Futbolda her maçın vazgeçilmez unsuru olan taktik, bu defa stratejinin gerisinde kaldı. Yani, hedef Avrupa Şampiyonası’na katılmak, gidilen yolda olabildiğince o hedefe uygun pozisyonu korumaktı. Şenol Güneş’in, futbolcuların ve ülkenin amaçları stratejiydi: 2020’ye katılmak... Elbette yenmek için, beraberlik için, özetle puan için taktik gerekiyordu ama bizimkiler dün bireysel katkılarıyla, olabildiğince disiplinli oyunlarıyla hem oyunu tutmayı hem de stratejiyi korumayı amaçladılar.
Strateji yoksa, taktik olmuş ne fayda!
İzlanda’nın maça getirdikleri zaten baştan belliydi. Yüksek hava topları, fizik mücadele, bolca duran top, vs, vs... Onların oyununda normalin dışına çıkan tek şey maçın önemli bölümünde kalemize isabetli şut atamamalarıydı. Biz isabetli şutlar çıkardık: Burak Yılmaz, Ozan Tufan ve Hakan Çalhanoğlu... Ancak bu şutların tüm isabeti kalecinin elleriydi. Kalabalık oyunda alan ve zaman yetersizliğinden vuruş şiddeti ve köşeler fazla hesaplanmadığı için İzlanda kalecisi armutları topladı.

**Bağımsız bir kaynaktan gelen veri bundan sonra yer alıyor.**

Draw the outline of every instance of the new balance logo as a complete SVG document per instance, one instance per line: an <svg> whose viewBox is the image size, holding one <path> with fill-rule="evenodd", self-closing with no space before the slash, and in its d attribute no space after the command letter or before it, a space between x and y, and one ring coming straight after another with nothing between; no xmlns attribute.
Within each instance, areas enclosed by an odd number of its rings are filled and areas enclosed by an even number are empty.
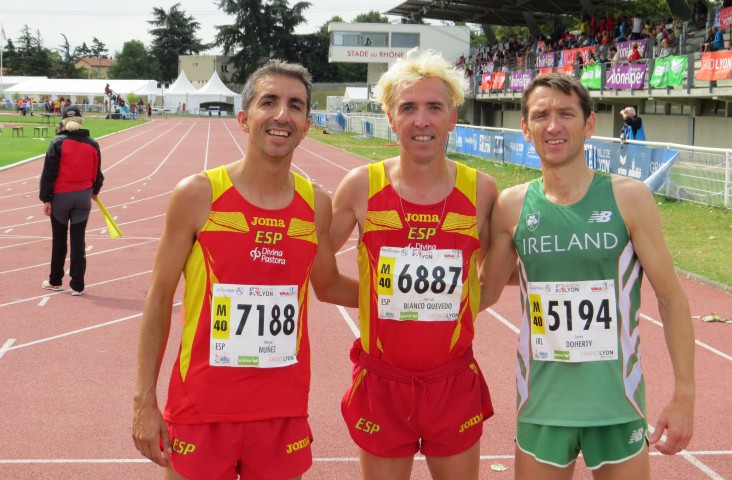
<svg viewBox="0 0 732 480"><path fill-rule="evenodd" d="M628 443L638 443L643 440L643 430L643 427L638 430L633 430L633 433L630 434L630 440L628 440Z"/></svg>
<svg viewBox="0 0 732 480"><path fill-rule="evenodd" d="M603 210L602 212L598 212L595 210L592 212L592 215L590 215L590 219L587 220L587 223L607 223L610 221L610 217L612 217L613 212L608 212L607 210Z"/></svg>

Bizim çocukların kuzeyin buzul kültürüne karşı Akdeniz duygusallığı ve sıcak kanıyla maça son yarım saatte hem ruhlarını hem de yaratıcılıklarını koyduğunu gördük. Çok pozisyon aradık, hücumda çok kontralar yakaladık ama itiraf edelim İzlanda bizden çok daha çabuk ve fizik olarak güçlüydü. Bu nedenle topa sahip olma yüzdesinde son yarım saatte oyunu sahiplenmede yarattığımız farkındalık gol üretmeye yetmedi. Burak Yılmaz dahil, Mert Günok ve savunmamızın yüzde yüz golle sonuçlanabilecek bir pozisyonda topa topyekün bir müdahaleyle çıkarıp savurması bizim hem disiplinimiz hem de şansımızdı.

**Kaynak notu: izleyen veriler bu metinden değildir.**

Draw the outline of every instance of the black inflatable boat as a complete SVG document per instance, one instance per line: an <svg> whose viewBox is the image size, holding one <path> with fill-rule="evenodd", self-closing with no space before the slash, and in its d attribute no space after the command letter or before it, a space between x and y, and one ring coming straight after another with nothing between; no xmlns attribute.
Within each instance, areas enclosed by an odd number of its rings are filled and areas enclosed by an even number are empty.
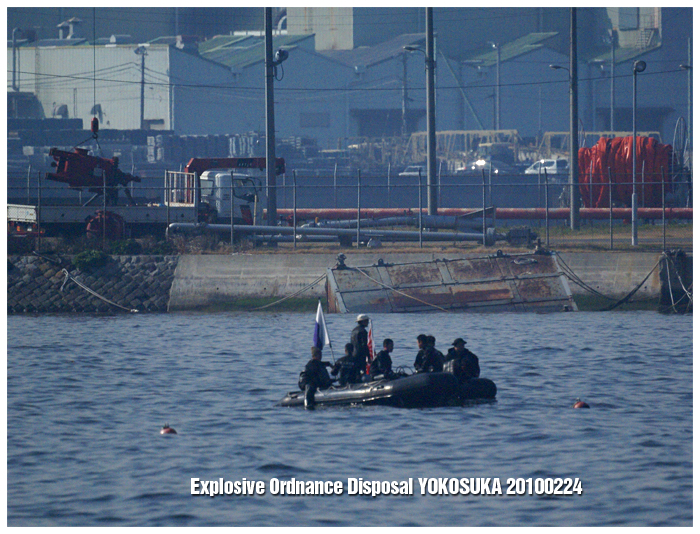
<svg viewBox="0 0 700 534"><path fill-rule="evenodd" d="M317 405L382 404L405 408L428 408L462 404L496 397L496 384L488 378L460 382L452 373L417 373L393 380L375 380L318 390ZM304 392L292 391L281 406L304 406Z"/></svg>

Eğri oturup doğru konuşalım... Kimi yeterli, kimi yetersiz... Kimi formda, kimi formsuz... Ama hepsi de aşkla, şevkle mücadele eden kahraman çocuklardı. O nedenle Umut Meraş’ı da Mert’i de, Çağlar’ı da, Merih’i, Zeki’yi ve Okay’ı takdir ettik. Ozan Tufan’ı, Mahmut’u, Hakan’ı ve Cengiz’i zaman zaman aferinle zaman zaman da yapma be çocuk sesleriyle izledik. Ama hepsi mücadele ettiler. Onların en kralı Burak Yılmaz’dı... Hem savunmada hem kontralarda kaptan olarak da, golcü ve futbolcu olarak da örnek bir mücadele sergiledi.
Şenol hocam sarı, yardımcısı Bayram kırmızı kart gördüler. Çok ayıp... Daha kontrollü olabilirdik. Heyecanlarına saygı duyuyoruz ama olmamalıydı.

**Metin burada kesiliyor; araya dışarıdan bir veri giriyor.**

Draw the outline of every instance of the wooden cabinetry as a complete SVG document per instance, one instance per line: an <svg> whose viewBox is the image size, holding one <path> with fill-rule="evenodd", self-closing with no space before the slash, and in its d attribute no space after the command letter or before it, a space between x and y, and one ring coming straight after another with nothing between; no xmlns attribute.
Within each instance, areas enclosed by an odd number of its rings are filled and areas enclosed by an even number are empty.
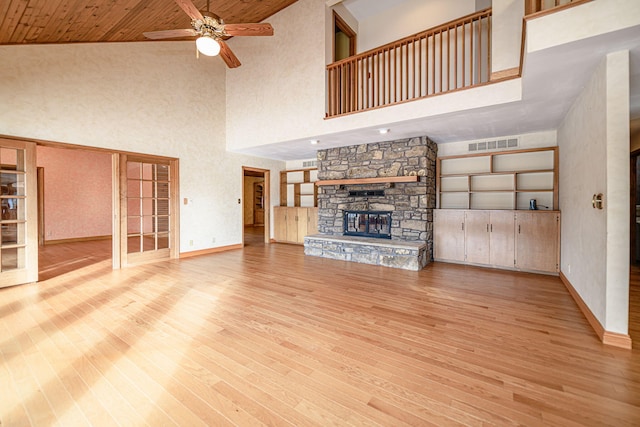
<svg viewBox="0 0 640 427"><path fill-rule="evenodd" d="M464 262L463 210L433 211L433 249L436 260Z"/></svg>
<svg viewBox="0 0 640 427"><path fill-rule="evenodd" d="M516 229L517 268L559 271L560 213L518 212Z"/></svg>
<svg viewBox="0 0 640 427"><path fill-rule="evenodd" d="M441 209L558 209L558 148L439 157Z"/></svg>
<svg viewBox="0 0 640 427"><path fill-rule="evenodd" d="M524 271L557 273L557 211L434 211L434 258Z"/></svg>
<svg viewBox="0 0 640 427"><path fill-rule="evenodd" d="M318 208L275 206L273 225L276 241L304 243L304 236L318 232Z"/></svg>
<svg viewBox="0 0 640 427"><path fill-rule="evenodd" d="M253 183L253 225L264 225L264 183Z"/></svg>

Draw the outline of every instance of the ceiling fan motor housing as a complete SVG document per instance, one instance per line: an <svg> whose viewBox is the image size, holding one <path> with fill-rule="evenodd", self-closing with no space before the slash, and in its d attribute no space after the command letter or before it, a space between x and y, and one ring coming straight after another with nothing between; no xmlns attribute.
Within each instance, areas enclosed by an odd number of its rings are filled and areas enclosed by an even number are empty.
<svg viewBox="0 0 640 427"><path fill-rule="evenodd" d="M202 12L203 19L194 19L191 26L200 35L210 35L213 37L224 37L224 21L215 13L205 11Z"/></svg>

Bazen tabelada 0-0’dan başta bir şey göremezsiniz... Ama dudak bükülen bu sonuç bazen de zafer anlamına gelir. Dün İzlanda’yı golsüz yenerek hep birlikte zafere imza attılar. Bize de öpücükten mühür koymak kaldı. İzlanda haddini bilerek iki adım geride dururken biz Andorra’da güzel bir kapanışa gidiyoruz. Ve 2020’nin hedef hesaplarını yapıyoruz.
Bazen böyle yaşamak güzel şey be kardeşim!